Dad shrugged. “No. Do you have the will?”
Oops. “I left it at the office.”
“Right.” Dad belched as he stood, up, s
cattering crumbs on the carpet. At home he sometimes had the manners of an orangutan, but even with his slight gut and his quickly receding hairline, he was a handsome man. For the thousandth time I wondered what Mom had seen in that developer with the helmet head of pomade and the long horns on the front of his Cadillac. I immediately clamped down on the thought, killing it dead. Dad patted down his pockets, looking for keys. “I’ll go get it,” he said.
“You’ve had three beers, Dad.”
“Jim’s had five,” Evil corrected me.
I hesitated, thinking of the bum. I’d scared him off, but I still wasn’t crazy about the idea of driving back to the office alone.

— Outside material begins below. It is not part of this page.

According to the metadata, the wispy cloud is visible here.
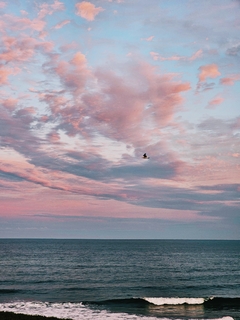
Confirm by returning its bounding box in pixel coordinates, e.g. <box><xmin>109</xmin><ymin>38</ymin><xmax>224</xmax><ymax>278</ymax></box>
<box><xmin>75</xmin><ymin>1</ymin><xmax>104</xmax><ymax>21</ymax></box>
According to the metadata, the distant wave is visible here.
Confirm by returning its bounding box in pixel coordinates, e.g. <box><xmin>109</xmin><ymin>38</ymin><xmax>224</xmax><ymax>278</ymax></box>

“I’ll come with you,” Evil said, as if, just this once, he’d read my mind.
“How many beers have you had?” I asked him.
“I am a minor,” he said, and then belched.
“Right.” I stood up and headed back toward my boots and poncho. “I guess that means I’ll drive.”
“So I’m thinking,” Evil said as I drove up the Stub toward Ranch Road, “about how I can prove my love to you.”
“Stop right there.” I slowed down for a jackrabbit, and then turned onto the highway. “I have a better idea.”
“Yeah?”
“Yeah. Finish high school. Go do some college somewhere, go into business.”
“I don’t know if I’d be good at that.”
“Sure you would,” I said. “You’re dependable, you’re a problem solver, and you’re persistent. And ten years from now, when you own your own car lot or software company in Spokane, you can marry your secretary.”
“Bucky…”
“See, there’s one of the problems. To be clear, one of the many problems. You still call me Bucky.”
“It’s your name.”
“No, it isn’t. My name is Rebecca, which is feminine. Becca or Becky would also be feminine, but Bucky isn’t. Bucky is a kid name. Bucky is what you call someone who isn’t masculine or feminine.”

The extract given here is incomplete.